“Buy art!” my colleague implored before we left for Southeast Asia. “It’s the best souvenir you can get.”
Well, Keltie, buy art we did. We didn’t exactly plan on it, but when you’re wandering the Old Quarter of Hanoi, it’s hard not to get sucked in.
It happened one evening as we took a little stroll. It was our third or fourth night in Hanoi and we hadn’t done any shopping. The sky was dark and the air was sticky with humidity, but better to be outdoors in the rush of traffic than back in our hotel room up six flights of stairs.
We passed little old ladies bent over boiling pots of noodles that smelled richly of pork and spices. Young couples zipped past us on their motorbikes, just starting their evenings, fuelled by the ever-so-strong Vietnamese coffee. We’d passed these shops already, seeing paintings piled against one another, the best examples hung on the walls with bright lights for display.
Curiosity got the better of me and we walked into one, a knowing look passing between David and I. Yeah… we were going to spend money. The thing is, we had no idea how much the paintings were priced at. A shy young girl approached us, quietly overjoyed that she had potential customers. As soon as we began asking her about price, shipping and style, she was in her element.

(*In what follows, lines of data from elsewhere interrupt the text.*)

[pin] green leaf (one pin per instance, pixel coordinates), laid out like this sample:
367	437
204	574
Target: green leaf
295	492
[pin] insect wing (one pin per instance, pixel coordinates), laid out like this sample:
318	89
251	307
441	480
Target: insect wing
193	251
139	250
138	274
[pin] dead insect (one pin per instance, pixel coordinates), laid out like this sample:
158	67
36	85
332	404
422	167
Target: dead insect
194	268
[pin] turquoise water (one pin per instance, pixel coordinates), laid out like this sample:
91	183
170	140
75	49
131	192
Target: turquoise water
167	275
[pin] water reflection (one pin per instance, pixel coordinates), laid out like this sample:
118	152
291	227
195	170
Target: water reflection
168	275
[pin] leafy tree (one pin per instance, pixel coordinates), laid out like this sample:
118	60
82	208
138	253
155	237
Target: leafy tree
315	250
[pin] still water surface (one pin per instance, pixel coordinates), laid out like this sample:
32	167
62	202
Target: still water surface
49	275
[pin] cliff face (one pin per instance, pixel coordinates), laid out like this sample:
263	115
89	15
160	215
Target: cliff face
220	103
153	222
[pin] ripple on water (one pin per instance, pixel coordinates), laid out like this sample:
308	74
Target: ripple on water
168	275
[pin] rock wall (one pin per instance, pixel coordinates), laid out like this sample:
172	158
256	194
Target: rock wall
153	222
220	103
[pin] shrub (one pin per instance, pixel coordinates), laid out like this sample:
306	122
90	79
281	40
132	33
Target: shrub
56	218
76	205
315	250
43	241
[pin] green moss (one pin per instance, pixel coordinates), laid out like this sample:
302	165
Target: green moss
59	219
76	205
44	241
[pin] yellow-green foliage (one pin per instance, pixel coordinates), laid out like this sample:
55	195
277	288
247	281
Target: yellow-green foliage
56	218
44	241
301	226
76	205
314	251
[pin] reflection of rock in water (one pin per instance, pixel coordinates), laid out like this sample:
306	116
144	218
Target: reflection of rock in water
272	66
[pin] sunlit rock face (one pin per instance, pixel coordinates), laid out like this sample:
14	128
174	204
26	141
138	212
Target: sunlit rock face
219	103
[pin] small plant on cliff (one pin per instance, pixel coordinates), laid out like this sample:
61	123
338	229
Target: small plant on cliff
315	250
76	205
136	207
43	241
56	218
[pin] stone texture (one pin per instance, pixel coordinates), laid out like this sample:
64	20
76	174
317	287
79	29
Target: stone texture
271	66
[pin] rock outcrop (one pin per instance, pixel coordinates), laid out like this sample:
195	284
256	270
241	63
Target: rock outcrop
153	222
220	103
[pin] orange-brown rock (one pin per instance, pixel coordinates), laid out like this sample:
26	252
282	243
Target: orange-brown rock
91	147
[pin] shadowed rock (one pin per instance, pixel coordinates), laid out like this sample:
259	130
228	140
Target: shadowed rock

We worked our way through the layers of canvas on the main floor, but nothing was quite right for us. Upstairs, the library of art continued, some of these canvases twice the size of their downstairs neighbours. Then we found it. It might not have appealed to anyone else, but for us, it was perfect. The layers, the texture of the paint and the colours. I adore red, so the leaves of this tree on a wet street called to me.
It all happened pretty quick. As soon as we’d decided to pay the $150 USD for our fairly large painting (I couldn’t bring myself to haggle), it was pulled from the wood frame and delicately rolled with a plastic liner protecting the acrylic paint. Placed in a long plastic tube for shipping, we were good to go. I went to hand over my credit card, when the young girl’s shy nature resumed.
She pulled her hands to her face as though she were praying and asked if I could pay any of the price in Vietnamese Dong. “Even 500,000 Dong?” The equivalent of $30 Canadian. “It’s good luck for my business,” she bowed her head. I pulled what bit of currency I had from my wallet and handed it over to this sweet girl. Together we climbed the stairs again, but this time I noticed the little red shrine sitting quietly in the corner. She placed the cash on the altar, lit a candle and said a quiet prayer to whatever god was listening.
“We bring each other luck,” she smiled. She was right, because two weeks later, against all the odds, our painting showed up ahead of schedule at my parents’ home in Canada.
Have you ever bought a piece of art while traveling? What do you think makes the best souvenir?